I am new to this forum, and let me say from reading the posts for the past few hours that this is one of the most overdue forums I have ever seen. I am looking at buying a high quality stove that will last me for quite some time. I want one with four eyes and a grill. So far the only kind that I have looked at was a Viking. Also, is it better to get a cooktop and then purchase the oven component seperately? I'm trying to think about the placement of the hood as well, since it wouldn't be as aestheically pleasing if there was a giant hood over an island. Any advice would be appreciated.


----------



## mezzaluna (Aug 29, 2000)

Hi Occidus and welcome to Chef Talk. Try typing "stove" into the search engine on this board and you'll see several conversations on this same topic.

I have an older Viking range (30"). I love the cooktop, hate the oven. It's an older model- not dual fuel, just gas, a BEAR to clean. The cooktop is a breeze to clean.

My recommendation: be sure you hear from real-world users about the features that matter to you. If I'd known how awful this was to clean I'd never have bought it. I understand they now make a dual-fuel, self-cleaning model. I just wish they'd had those when I bought mine in 1996!

By the way, why not stop in the Welcome Forum and give us a bit of an introduction? We'd be happy to get acquainted.

Regards,
Mezzaluna


----------



## occidius (Apr 19, 2004)

Good to know, thank you. I definitely will steer towards the dual fuel self cleaning.

Something I haven't seen addressed was the topic of refrigeration. Subzero's are nice, but them seem pretty pricey. The salesman I spoke to said they can keep food fresher longer, but is it all hype or even worth the extra few days on shelf life?


----------



## scottgreenwood (Oct 5, 2003)

Take a look at the Wolf dual fuel models. I love mine. The oven can take forever to heat, though, but it is an absolute marvel.

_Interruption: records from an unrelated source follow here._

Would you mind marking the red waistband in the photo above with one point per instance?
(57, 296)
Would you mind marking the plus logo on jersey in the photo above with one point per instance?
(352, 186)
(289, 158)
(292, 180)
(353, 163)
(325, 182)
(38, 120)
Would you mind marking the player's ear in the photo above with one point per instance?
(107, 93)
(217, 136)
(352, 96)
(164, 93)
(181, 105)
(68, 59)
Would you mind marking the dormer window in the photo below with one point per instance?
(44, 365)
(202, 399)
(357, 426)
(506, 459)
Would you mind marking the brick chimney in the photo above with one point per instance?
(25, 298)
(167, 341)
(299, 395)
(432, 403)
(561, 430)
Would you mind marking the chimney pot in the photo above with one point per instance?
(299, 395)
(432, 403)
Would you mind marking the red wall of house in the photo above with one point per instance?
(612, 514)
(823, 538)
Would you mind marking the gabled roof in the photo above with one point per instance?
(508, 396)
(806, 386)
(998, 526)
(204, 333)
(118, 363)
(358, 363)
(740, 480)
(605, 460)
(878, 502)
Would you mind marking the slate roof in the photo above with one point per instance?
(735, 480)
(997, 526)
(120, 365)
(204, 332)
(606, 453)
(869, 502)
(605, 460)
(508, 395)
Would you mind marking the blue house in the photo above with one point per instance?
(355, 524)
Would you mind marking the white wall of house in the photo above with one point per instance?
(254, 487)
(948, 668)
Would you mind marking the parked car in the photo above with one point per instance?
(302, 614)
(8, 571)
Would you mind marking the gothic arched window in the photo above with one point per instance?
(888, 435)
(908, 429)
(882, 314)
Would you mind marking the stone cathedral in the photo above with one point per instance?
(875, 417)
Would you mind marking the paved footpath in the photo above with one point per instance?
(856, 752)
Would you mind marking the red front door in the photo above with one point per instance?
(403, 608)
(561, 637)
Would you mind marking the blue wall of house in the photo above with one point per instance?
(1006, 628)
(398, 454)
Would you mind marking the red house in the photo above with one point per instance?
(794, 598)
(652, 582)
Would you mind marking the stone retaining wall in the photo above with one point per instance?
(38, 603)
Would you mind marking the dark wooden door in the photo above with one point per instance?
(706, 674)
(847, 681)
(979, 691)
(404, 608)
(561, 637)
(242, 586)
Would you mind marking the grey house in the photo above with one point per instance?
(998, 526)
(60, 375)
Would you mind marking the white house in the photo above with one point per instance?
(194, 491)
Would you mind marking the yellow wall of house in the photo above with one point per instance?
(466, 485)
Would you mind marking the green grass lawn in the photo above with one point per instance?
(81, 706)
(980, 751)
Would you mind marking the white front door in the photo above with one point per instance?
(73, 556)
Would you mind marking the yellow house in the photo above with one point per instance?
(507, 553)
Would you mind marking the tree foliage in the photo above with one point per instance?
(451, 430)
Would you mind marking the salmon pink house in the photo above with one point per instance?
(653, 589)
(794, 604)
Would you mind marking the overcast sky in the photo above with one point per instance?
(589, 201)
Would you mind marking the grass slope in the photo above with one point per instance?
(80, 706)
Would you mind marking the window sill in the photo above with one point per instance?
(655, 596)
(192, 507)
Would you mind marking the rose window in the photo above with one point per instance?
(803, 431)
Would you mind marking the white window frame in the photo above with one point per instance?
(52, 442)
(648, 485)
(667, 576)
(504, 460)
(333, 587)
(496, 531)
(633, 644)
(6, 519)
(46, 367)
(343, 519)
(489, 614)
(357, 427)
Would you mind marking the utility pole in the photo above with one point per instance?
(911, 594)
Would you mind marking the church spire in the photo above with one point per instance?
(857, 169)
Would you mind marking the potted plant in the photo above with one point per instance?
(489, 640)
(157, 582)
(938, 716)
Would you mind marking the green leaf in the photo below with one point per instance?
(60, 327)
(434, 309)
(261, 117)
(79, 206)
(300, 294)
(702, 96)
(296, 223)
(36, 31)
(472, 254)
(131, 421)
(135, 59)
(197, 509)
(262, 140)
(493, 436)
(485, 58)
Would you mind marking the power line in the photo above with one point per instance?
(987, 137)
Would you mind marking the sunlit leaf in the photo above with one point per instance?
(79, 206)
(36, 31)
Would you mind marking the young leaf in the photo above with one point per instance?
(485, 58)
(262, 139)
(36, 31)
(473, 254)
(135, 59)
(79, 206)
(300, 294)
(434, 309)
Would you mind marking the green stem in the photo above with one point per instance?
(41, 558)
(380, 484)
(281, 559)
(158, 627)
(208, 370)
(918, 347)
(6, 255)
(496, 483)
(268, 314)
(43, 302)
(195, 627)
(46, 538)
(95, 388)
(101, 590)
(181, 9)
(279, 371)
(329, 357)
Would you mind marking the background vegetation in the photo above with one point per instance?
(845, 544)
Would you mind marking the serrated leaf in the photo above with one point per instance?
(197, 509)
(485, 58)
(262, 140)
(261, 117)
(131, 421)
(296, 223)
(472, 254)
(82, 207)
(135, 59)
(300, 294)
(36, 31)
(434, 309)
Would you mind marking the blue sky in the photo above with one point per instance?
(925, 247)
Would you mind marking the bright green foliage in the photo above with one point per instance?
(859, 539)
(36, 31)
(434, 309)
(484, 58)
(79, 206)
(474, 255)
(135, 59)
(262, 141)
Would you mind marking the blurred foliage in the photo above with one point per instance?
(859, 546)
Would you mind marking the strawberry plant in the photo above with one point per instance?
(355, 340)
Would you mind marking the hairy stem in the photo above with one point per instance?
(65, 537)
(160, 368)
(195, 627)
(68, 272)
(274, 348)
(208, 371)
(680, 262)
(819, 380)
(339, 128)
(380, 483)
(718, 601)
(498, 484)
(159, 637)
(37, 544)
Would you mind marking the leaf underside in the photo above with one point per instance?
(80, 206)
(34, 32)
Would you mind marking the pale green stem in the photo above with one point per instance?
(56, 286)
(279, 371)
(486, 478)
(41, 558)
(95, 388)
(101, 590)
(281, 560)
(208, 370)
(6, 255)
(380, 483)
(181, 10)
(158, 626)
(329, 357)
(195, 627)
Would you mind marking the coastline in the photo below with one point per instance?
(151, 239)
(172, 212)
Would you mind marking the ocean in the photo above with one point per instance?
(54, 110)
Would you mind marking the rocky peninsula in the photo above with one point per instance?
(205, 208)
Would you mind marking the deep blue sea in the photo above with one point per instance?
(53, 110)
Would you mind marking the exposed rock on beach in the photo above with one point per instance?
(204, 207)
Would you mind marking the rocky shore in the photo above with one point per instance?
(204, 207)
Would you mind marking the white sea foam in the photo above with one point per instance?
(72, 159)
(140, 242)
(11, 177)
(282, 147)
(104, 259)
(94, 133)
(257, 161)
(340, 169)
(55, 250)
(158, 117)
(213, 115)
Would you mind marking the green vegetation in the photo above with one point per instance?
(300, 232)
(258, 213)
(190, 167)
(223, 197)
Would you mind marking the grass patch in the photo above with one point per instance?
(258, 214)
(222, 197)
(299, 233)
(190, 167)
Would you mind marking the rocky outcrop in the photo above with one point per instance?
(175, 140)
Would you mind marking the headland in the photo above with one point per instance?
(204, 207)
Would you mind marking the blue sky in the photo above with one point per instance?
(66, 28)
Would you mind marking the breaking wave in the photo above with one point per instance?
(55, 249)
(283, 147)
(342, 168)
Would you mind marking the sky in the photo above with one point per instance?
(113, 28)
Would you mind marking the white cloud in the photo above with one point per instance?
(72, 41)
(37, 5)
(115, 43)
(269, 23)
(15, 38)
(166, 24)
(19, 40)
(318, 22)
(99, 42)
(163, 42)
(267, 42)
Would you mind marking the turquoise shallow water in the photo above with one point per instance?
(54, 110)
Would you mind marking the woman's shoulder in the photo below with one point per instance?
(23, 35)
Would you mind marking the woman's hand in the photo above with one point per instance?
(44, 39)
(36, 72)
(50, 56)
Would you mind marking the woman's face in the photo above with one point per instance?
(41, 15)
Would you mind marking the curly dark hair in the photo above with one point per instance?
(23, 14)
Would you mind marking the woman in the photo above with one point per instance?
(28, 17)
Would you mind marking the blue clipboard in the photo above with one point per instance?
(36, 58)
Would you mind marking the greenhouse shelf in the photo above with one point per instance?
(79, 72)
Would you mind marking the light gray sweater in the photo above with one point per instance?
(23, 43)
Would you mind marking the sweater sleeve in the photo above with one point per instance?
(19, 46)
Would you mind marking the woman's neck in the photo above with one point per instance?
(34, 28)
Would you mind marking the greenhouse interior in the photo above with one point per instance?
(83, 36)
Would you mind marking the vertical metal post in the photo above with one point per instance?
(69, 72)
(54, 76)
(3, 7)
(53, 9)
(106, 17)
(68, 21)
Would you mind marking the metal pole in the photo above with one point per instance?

On refrigeration -- went from standard large GE Profile to a Subzero (half the capacity, twice the price - progress?). Produce in particular seems to last a bit longer, and greens stay crisper.


----------



## slotwis (Jun 8, 2004)

I am going to buy a range and need some strong feedback and opinions between the Wolf or the Viking. I would also like to hear from anyone who has an all gas open burner Viking or Wolf and what they think of that range. I bake a lot and do some small catering jobs out of my house. 

Thanks very much.


----------



## mezzaluna (Aug 29, 2000)

While you're waiting for more replies, try using the search function on this board to locate earlier conversations on these two appliances. You'll read some interesting thoughts.


----------



## icars (Jun 3, 2004)

I would look at wolf. The other option is DCS. Their commerical ovens are very reasonable. Big bang for the buck. Viking ovens are generally smaller than others on the market. 

Good luck.


----------